Wednesday, July 7, 2010

Princeton Museum Announces Gauguin Woodblock Prints Exhibition



The Princeton University Art Museum will launch its fall 2010 season with an exhibition it is originating, Gauguin's Paradise Remembered: The Noa Noa Prints (September 25, 2010—January 2, 2011), the first comprehensive look at this pivotal woodcut series.

Gauguin's Paradise Remembered posits a new way of understanding a key body of work within the artist's career, and by extension a new way of understanding this vital post-Impressionist artist. The exhibition presents 32 works that concentrate on the pivotal series of 10 revolutionary woodcuts produced by Paul Gauguin (1848—1903) in Paris during the winter and spring of 1894, following his first voyage to Tahiti, where he hoped to live simply and draw inspiration from what he saw as the island's exotic native culture. Although the artist was disappointed by the rapidly Westernizing community he encountered, his works from this period nonetheless celebrate the myth of an untainted Polynesian idyll. Gauguin had originally intended his woodcuts to be illustrations for a manuscript he had written in the form of a largely fictionalized journal entitled Noa Noa (Fragrant Scent). Based on his idealized experiences in the South Seas, the book traced his self-styled transformation from a civilized European into one deeply immersed in the ancient spiritual life of Oceania. Self-consciously primitive in style, printed and colored by hand, Gauguin's Noa Noa woodcuts crystallize important themes and compositions from his Tahitian works, enjoying a widespread notoriety in Gauguin's lifetime and surviving today as both his printmaking masterpiece and as one of the most innovative print series produced in the 19th century.

In Gauguin's time, the Noa Noa woodcuts were celebrated as a true combination of printmaking, drawing and sculpture. Gauguin's Paradise Remembered explores the full range of inventive techniques of these prints through a selection of works from a number of prestigious American museums, including the Art Institute of Chicago and the Metropolitan Museum of Art. Jointly organized by Calvin Brown, associate curator of prints and drawings at the Princeton University Art Museum, and Alastair Wright, university lecturer in the history of art at St. John's College, Oxford, the exhibition was inspired by the Art Museum's recent purchase of an early proof of L'Univers est créé (The Universe Is Created), one of the most enigmatic of the Noa Noa woodcuts. Central to the exhibition are an investigation of Gauguin's artistic process, a rare presentation of all 10 Noa Noa woodcuts, as printed and hand colored by Gauguin, and a broader contextualization of Gauguin's work that reveals how the artist's experimental printmaking became central to his unique artistic vision.
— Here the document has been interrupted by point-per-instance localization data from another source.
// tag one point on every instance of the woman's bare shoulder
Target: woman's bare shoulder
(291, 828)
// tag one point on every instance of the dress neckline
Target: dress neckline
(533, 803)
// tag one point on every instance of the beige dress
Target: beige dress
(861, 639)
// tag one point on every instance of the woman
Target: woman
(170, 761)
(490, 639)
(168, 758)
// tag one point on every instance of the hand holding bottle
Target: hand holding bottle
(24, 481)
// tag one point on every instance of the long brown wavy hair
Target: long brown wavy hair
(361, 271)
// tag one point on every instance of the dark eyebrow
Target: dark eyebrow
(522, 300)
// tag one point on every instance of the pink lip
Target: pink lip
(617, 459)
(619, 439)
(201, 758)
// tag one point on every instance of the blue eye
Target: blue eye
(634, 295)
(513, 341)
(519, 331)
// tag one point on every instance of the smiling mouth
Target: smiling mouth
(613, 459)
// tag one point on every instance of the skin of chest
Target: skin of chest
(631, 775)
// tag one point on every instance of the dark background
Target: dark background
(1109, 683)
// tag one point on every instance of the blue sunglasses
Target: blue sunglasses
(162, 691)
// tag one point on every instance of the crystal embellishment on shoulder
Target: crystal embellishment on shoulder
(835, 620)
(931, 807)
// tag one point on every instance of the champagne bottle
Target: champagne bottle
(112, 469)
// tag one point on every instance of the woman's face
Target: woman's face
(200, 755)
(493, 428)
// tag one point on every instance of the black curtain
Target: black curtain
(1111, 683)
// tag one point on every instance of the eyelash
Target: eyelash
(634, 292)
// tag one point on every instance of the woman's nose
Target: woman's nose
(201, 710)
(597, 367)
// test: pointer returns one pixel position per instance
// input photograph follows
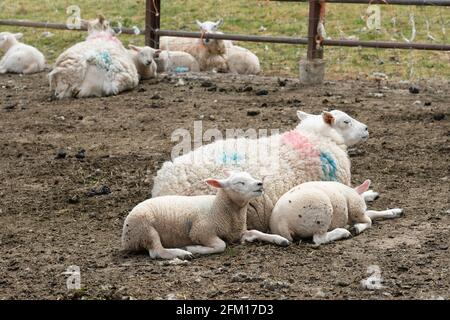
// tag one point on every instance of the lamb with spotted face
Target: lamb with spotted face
(321, 210)
(198, 224)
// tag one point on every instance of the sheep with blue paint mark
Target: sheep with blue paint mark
(98, 66)
(316, 150)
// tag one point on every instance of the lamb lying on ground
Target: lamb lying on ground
(19, 57)
(144, 60)
(200, 224)
(203, 50)
(171, 61)
(315, 150)
(99, 66)
(321, 210)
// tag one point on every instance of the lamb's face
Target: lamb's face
(209, 27)
(350, 129)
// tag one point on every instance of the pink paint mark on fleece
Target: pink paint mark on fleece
(104, 36)
(300, 143)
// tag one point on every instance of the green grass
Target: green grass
(247, 17)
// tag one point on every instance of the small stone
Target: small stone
(253, 113)
(414, 89)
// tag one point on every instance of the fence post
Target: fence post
(152, 22)
(312, 70)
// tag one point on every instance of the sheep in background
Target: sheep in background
(321, 210)
(144, 60)
(315, 150)
(205, 51)
(98, 66)
(19, 57)
(171, 61)
(199, 223)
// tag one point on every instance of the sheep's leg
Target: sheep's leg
(336, 234)
(252, 235)
(216, 245)
(385, 214)
(370, 195)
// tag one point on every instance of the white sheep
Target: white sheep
(98, 66)
(144, 60)
(171, 61)
(200, 224)
(321, 210)
(315, 150)
(19, 57)
(205, 51)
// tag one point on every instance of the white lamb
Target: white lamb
(144, 60)
(19, 57)
(99, 66)
(171, 61)
(322, 209)
(203, 50)
(199, 223)
(315, 150)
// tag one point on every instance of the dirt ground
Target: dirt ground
(50, 218)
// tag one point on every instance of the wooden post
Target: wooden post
(314, 17)
(152, 22)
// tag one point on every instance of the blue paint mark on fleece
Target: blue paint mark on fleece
(231, 158)
(329, 167)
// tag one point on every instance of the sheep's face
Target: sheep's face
(351, 130)
(145, 55)
(209, 27)
(7, 38)
(239, 186)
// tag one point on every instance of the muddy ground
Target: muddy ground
(50, 218)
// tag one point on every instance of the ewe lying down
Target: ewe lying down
(321, 210)
(200, 224)
(316, 150)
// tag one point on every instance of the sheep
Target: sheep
(98, 66)
(144, 60)
(19, 57)
(200, 224)
(203, 50)
(315, 150)
(171, 61)
(321, 210)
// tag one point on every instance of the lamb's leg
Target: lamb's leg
(336, 234)
(252, 235)
(214, 245)
(370, 195)
(385, 214)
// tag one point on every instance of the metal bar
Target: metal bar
(152, 22)
(444, 3)
(237, 37)
(58, 26)
(314, 52)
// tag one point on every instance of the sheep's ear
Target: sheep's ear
(328, 118)
(364, 187)
(134, 48)
(214, 183)
(218, 24)
(302, 115)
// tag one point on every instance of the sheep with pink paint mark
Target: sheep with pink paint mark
(316, 150)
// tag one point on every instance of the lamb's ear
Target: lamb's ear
(218, 24)
(328, 118)
(364, 187)
(214, 183)
(134, 48)
(302, 115)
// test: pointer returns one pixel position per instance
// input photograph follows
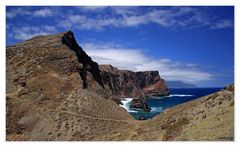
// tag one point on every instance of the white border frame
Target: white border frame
(4, 3)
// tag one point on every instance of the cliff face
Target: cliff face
(55, 91)
(209, 118)
(137, 85)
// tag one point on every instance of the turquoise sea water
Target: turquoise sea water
(177, 96)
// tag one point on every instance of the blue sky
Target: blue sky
(191, 44)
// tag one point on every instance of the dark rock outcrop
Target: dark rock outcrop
(138, 85)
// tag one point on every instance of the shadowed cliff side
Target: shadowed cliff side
(88, 64)
(45, 99)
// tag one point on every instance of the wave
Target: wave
(156, 109)
(179, 95)
(126, 105)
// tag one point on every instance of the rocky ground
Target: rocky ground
(209, 118)
(56, 92)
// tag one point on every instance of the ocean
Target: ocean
(158, 104)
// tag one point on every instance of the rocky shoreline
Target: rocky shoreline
(55, 91)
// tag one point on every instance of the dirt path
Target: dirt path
(99, 118)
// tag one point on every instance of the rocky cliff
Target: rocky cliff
(209, 118)
(137, 85)
(55, 91)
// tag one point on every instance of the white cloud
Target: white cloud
(222, 24)
(24, 11)
(137, 60)
(43, 12)
(188, 17)
(26, 32)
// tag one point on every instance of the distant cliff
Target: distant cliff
(179, 84)
(55, 91)
(137, 85)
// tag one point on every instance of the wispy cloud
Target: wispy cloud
(188, 17)
(99, 18)
(24, 11)
(27, 32)
(138, 60)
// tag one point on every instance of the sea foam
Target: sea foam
(126, 105)
(179, 95)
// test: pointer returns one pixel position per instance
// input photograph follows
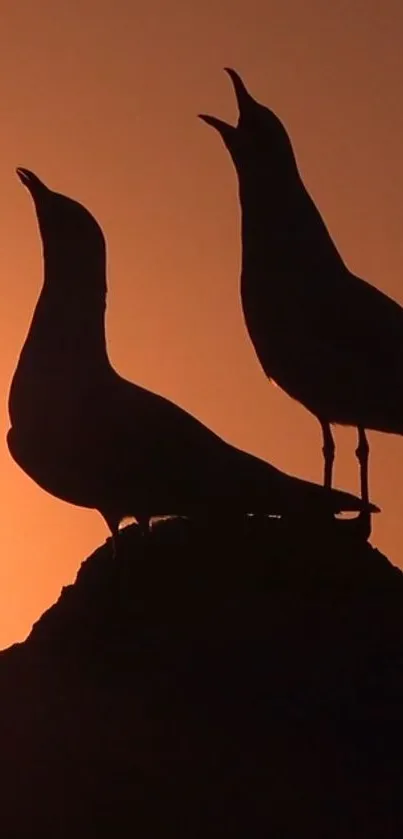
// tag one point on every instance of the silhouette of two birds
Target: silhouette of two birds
(89, 437)
(329, 339)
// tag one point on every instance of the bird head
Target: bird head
(259, 136)
(69, 232)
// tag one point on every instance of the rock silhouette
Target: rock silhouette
(328, 338)
(89, 437)
(217, 681)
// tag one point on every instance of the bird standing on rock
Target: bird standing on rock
(329, 339)
(92, 438)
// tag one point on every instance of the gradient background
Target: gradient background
(100, 99)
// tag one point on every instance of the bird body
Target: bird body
(92, 438)
(331, 340)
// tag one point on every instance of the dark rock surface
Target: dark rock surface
(218, 680)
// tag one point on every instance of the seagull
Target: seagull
(329, 339)
(90, 437)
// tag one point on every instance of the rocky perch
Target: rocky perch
(215, 680)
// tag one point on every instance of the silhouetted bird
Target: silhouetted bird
(328, 338)
(90, 437)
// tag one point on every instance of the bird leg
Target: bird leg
(328, 453)
(362, 453)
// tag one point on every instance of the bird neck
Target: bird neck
(69, 320)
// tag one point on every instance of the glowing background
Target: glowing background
(100, 99)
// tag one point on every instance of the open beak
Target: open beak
(31, 181)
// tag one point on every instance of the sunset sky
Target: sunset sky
(101, 99)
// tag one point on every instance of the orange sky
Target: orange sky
(100, 98)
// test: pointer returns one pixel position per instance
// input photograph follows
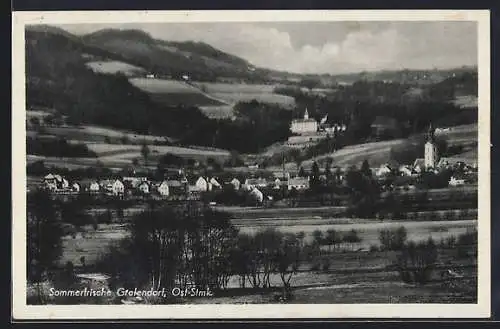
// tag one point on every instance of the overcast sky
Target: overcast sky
(326, 47)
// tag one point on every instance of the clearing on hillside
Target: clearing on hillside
(234, 93)
(173, 92)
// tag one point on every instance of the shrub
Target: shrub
(326, 265)
(315, 266)
(393, 239)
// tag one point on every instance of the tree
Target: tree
(44, 234)
(310, 83)
(185, 244)
(365, 169)
(318, 237)
(145, 151)
(351, 237)
(314, 180)
(393, 239)
(417, 261)
(288, 260)
(333, 238)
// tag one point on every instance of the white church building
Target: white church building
(304, 126)
(431, 156)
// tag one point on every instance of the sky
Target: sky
(326, 47)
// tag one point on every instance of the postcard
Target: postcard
(251, 164)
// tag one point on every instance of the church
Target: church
(304, 126)
(431, 155)
(430, 152)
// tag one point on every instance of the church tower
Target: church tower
(431, 153)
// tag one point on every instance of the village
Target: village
(180, 184)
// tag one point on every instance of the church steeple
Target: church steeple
(430, 134)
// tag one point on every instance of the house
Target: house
(201, 184)
(75, 187)
(134, 182)
(94, 187)
(383, 170)
(419, 165)
(117, 187)
(144, 187)
(304, 126)
(456, 181)
(176, 187)
(256, 195)
(215, 183)
(163, 189)
(114, 187)
(405, 171)
(298, 183)
(235, 183)
(255, 182)
(280, 182)
(385, 127)
(50, 182)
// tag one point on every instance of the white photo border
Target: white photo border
(22, 311)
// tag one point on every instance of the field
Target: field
(234, 93)
(113, 67)
(92, 134)
(116, 156)
(378, 153)
(353, 276)
(216, 100)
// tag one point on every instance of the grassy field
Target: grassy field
(91, 134)
(113, 67)
(378, 153)
(173, 92)
(234, 93)
(353, 276)
(93, 243)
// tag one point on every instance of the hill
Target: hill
(173, 59)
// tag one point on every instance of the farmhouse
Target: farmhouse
(144, 187)
(251, 183)
(383, 170)
(176, 187)
(298, 183)
(163, 189)
(75, 187)
(114, 187)
(456, 181)
(419, 165)
(304, 126)
(405, 171)
(256, 195)
(201, 184)
(94, 187)
(235, 183)
(214, 183)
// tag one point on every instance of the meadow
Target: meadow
(378, 153)
(174, 92)
(351, 277)
(93, 134)
(114, 67)
(234, 93)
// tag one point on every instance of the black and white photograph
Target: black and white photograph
(263, 164)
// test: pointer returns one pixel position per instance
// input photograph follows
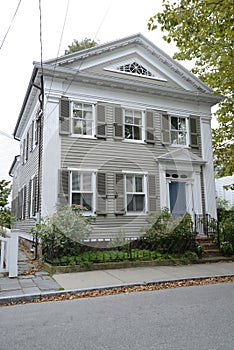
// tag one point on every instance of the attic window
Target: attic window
(135, 68)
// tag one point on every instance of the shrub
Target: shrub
(169, 234)
(62, 234)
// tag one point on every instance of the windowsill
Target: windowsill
(134, 213)
(83, 136)
(134, 141)
(179, 146)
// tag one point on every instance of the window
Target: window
(135, 193)
(182, 131)
(82, 188)
(133, 125)
(82, 119)
(178, 131)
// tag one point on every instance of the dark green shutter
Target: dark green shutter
(119, 194)
(152, 192)
(64, 117)
(63, 195)
(193, 123)
(150, 127)
(101, 194)
(101, 121)
(118, 122)
(166, 139)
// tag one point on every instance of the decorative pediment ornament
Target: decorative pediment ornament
(133, 66)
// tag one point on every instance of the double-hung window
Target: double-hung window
(82, 190)
(178, 130)
(135, 193)
(133, 125)
(82, 119)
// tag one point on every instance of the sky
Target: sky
(62, 21)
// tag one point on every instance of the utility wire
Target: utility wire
(12, 20)
(78, 70)
(41, 36)
(59, 47)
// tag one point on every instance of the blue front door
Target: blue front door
(177, 193)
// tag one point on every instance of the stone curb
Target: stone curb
(40, 296)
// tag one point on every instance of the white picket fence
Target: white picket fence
(9, 253)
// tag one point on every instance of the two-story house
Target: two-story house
(121, 129)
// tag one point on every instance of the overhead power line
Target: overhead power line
(12, 20)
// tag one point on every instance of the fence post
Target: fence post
(13, 254)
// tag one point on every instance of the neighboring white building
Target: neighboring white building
(126, 130)
(223, 189)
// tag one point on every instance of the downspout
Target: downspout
(40, 118)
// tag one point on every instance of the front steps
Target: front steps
(210, 249)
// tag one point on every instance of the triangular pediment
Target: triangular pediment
(132, 58)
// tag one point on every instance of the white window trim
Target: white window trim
(143, 129)
(31, 197)
(94, 120)
(145, 187)
(186, 145)
(93, 179)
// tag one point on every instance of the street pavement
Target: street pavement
(33, 284)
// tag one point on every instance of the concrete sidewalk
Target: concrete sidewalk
(32, 284)
(116, 277)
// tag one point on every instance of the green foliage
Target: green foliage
(63, 232)
(226, 230)
(5, 213)
(226, 249)
(80, 45)
(170, 234)
(90, 257)
(203, 30)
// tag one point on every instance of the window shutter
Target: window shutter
(150, 127)
(63, 195)
(23, 152)
(34, 196)
(101, 194)
(166, 139)
(119, 197)
(64, 117)
(36, 132)
(31, 134)
(101, 121)
(118, 122)
(193, 122)
(152, 192)
(27, 147)
(29, 198)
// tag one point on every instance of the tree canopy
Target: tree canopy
(203, 31)
(80, 45)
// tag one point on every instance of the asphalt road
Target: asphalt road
(191, 318)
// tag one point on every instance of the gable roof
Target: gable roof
(106, 65)
(136, 44)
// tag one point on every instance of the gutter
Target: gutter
(30, 86)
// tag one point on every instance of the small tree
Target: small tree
(80, 45)
(63, 233)
(5, 213)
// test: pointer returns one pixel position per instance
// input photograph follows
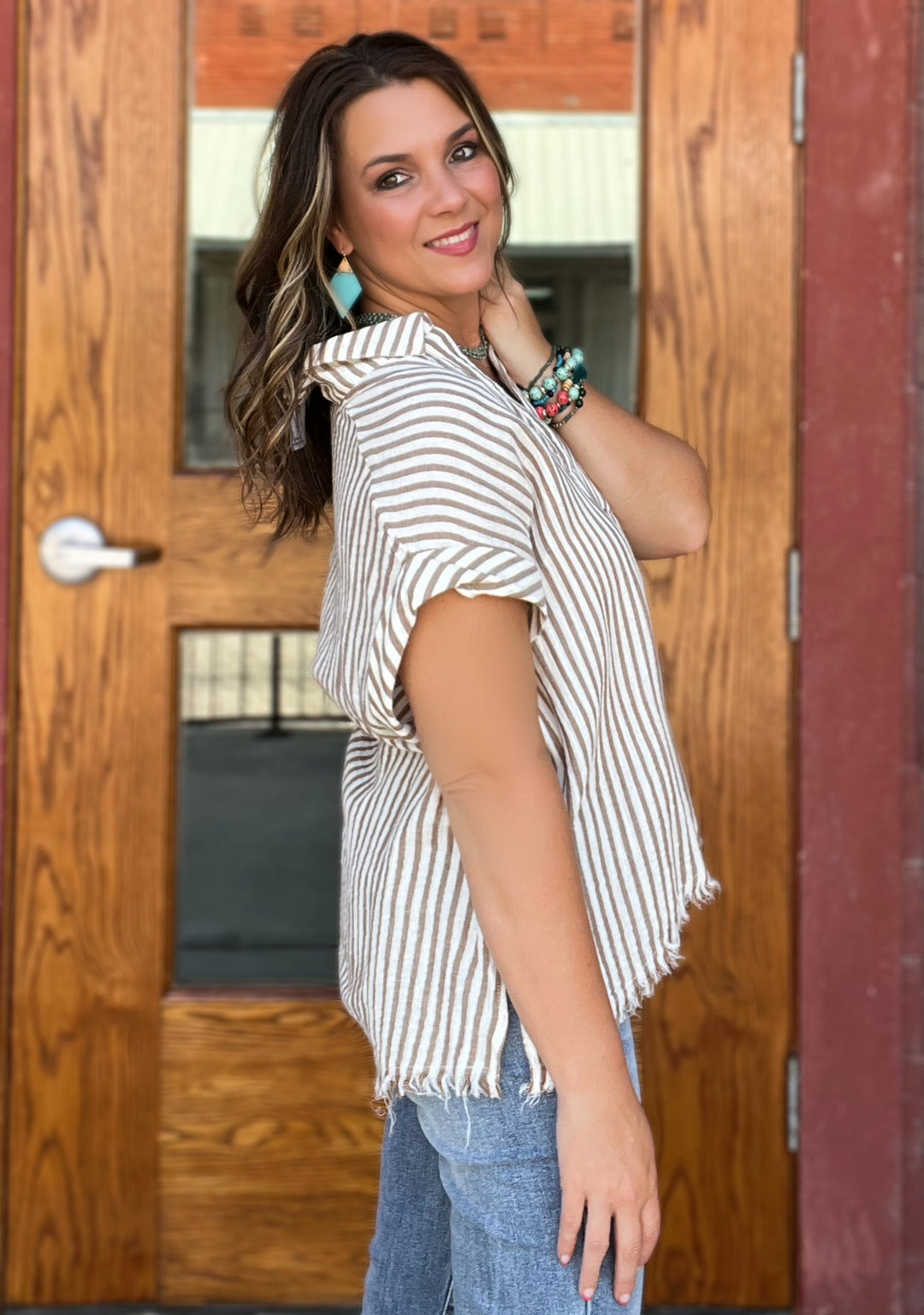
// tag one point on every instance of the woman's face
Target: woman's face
(419, 208)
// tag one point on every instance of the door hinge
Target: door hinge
(799, 98)
(794, 595)
(793, 1102)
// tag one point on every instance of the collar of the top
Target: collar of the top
(360, 349)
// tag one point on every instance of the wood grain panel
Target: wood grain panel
(11, 169)
(93, 742)
(227, 573)
(718, 367)
(269, 1152)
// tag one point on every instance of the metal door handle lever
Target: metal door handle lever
(74, 548)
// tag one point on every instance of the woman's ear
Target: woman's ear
(338, 238)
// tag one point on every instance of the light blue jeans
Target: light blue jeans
(470, 1201)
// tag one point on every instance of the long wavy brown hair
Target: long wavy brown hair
(283, 281)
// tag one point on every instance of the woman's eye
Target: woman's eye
(388, 181)
(470, 147)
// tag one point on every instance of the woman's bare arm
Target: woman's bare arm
(652, 480)
(470, 678)
(471, 683)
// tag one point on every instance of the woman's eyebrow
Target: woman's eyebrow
(397, 159)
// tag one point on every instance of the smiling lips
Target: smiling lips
(456, 242)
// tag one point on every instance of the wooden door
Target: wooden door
(217, 1146)
(188, 1147)
(720, 362)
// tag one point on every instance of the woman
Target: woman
(519, 849)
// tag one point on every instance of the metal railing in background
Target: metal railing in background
(254, 676)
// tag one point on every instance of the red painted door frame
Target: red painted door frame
(862, 1209)
(862, 1198)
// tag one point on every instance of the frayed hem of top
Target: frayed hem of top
(701, 891)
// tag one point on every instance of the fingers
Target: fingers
(569, 1226)
(595, 1243)
(651, 1229)
(637, 1235)
(629, 1253)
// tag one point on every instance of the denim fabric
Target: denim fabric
(470, 1202)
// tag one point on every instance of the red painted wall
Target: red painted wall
(860, 780)
(527, 56)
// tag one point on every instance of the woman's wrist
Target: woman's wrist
(526, 360)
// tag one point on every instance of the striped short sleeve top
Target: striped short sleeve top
(443, 479)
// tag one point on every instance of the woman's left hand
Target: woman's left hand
(512, 326)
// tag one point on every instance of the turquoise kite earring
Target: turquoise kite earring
(346, 287)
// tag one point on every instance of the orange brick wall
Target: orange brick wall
(527, 54)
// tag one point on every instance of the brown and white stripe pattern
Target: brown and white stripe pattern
(445, 480)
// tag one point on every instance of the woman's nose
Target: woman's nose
(446, 193)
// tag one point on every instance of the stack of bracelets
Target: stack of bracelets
(559, 389)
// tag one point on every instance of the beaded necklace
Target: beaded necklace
(377, 317)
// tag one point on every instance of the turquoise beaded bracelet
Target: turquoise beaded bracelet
(563, 387)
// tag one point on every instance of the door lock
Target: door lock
(74, 550)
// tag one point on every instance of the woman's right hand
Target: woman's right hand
(606, 1160)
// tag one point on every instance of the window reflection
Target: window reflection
(259, 812)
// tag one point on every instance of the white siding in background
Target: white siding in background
(578, 176)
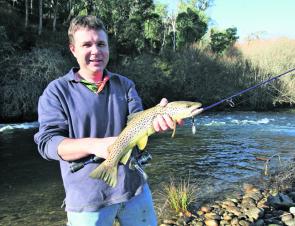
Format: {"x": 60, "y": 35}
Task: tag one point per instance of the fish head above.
{"x": 182, "y": 109}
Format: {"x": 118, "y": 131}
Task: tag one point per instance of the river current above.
{"x": 225, "y": 152}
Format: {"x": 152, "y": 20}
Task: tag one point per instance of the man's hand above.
{"x": 164, "y": 122}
Gauguin's Paradise Remembered addresses both the artist's representation of Tahiti in the woodcut medium and the impact these evocative works had on his artistic practice, to illustrate how the woodcut form offered Gauguin the ideal medium to depict a paradise whose real attraction lay in its remaining always unattainable, never quite within reach.



Images Shown:
Eve ("The Nightmare"), 1899–1900. Recto: Traced monotype transfer drawing in black printer's ink, ochre ink, and liquid solvent on cream wove paper, 64.2 x 48.9 cm.

Auti te pape (Women at the River) from the Noa Noa suite, 1894. Woodcut printed from one block in orange and black, respectively, over yellow, pink, orange, blue, and green on laminated cream Japanese paper, sheet trimmed to block: 20.3 x 35.3 cm.